Und nun kommt der Einsatz von Marietta Alboni; am 24. Februar 1869, also ganz nahe an Rossinis 77. Geburtstag (*29.), wurde die Orchester-Version im Salle Ventadour in Paris mit den Solisten des Théâtre-Italien aufgeführt; an der Seite von Alboni sangen: Gabrielle Krauss, Ernest Nicolas und Luigi Agnesi. Mit dieser Orchesterfassung begab sich dann Marietta Alboni nochmals auf eine Tournee durch Europa, auch aus der Motivation heraus, das Andenken an ihren väterlichen Freund zu pflegen.
Ihr letzter Bühnenauftritt am Théâtre-Italien soll 1872 im Rahmen einer Wohltätigkeits-Veranstaltung gewesen sein; 1877 ging sie eine zweite Ehe mit dem Offizier Charles Dénis Ziéger ein. Dieser Herr Zieger begegnet einem in der Literatur mitunter auch unter dem Namen »Ziegler« und hat wahlweise mal eine französische, mal eine italienische Nationalität ... als Grabbesucher ist man hier überfordert, die reine Wahrheit herauszuarbeiten.

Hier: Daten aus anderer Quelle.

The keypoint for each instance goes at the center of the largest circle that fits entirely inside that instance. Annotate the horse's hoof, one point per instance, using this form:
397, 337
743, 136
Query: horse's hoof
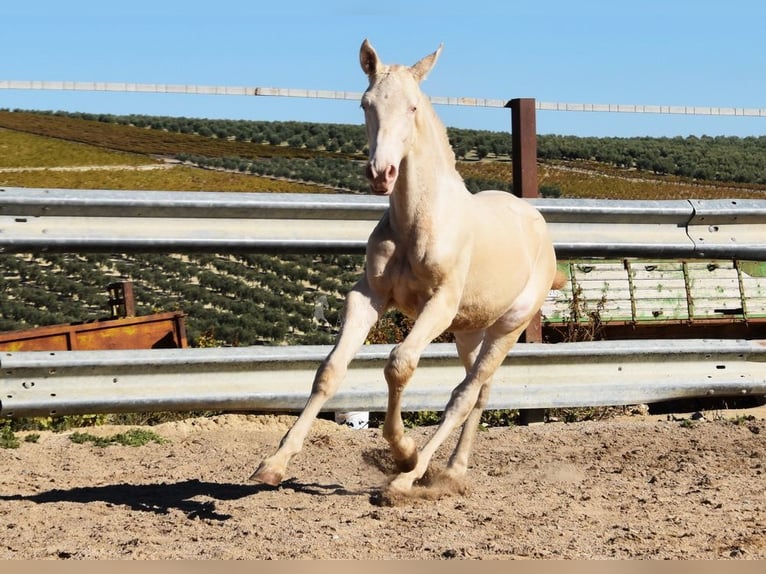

Auf die voluminöse Stimme von Marietta Alboni wurde schon ausführlich Bezug genommen, leider muss man feststellen, dass auch ihr Körperumfang voluminös war, was zahlreiche Fotografien belegen; manche Lexikonbeiträge sprechen ganz uncharmant von »Fettleibigkeit«, die bewirkt haben soll, dass die Sängerin in ihren späten Jahren auch auf einem Stuhl sitzend Konzerte gab.
Auch wenn keine Tondokumente vorhanden sind, kann man aufgrund der Faktenlage feststellen, dass Marietta Alboni mit zu den größten Persönlichkeiten der Vokalmusik gehört. Sie starb 1894 im Alter von achtundsechzig Jahren in Ville-d´Avray bei Paris in ihrer »Villa La Cenerentola« und hinterließ den Armen von Paris einen beträchtlichen Teil ihres Vermögens. Wenn keine Tonträger vorhanden sind, verblasst der Ruhm reproduzierender Künstler in der Regel recht schnell. Aber in Albonis ursprünglicher Heimat haben sich Menschen an sie erinnert und ihr Andenken wird gepflegt. So gibt es in Cesena einen kleinen Platz der nach ihr benannt ist und man hat auch die nach ihr benannte Rosenzüchtung dort angepflanzt. Schon einige Male wurde hier auch ein Marietta Alboni-Preis an Sängerinnen übergeben. In Paris, ganz nahe am Eiffelturm, jedoch auf der anderen Seite der Seine, gibt es eine nach der Sängerin benannte Straße, die Rue de l´Alboni.
Praktischer Hinweis:
Das Grab von Marietta Alboni befindet sich auf dem Pariser Friedhof Cimetière du Père-Lachaise / Division 66. Man geht vom Haupteingang aus gleich links an der Toilettenanlage vorbei auf die Avenue du Boulevard, ein Weg, der direkt an der Friedhofsmauer entlang führt und biegt zwischen den Gräberfeldern 61und 62 rechts ab auf den mit chemin Gosselin bezeichneten Weg. Das sind vom Hauptausgang aus etwa 350 Meter. Noch einfacher gestaltet sich der Weg, wenn man den kleinen Seiteneingang (links vom Haupteingang) am Place Auguste Métivier benutzen kann, von dort aus sind es nur etwa 200 Meter bis zum Grab von Marietta Alboni.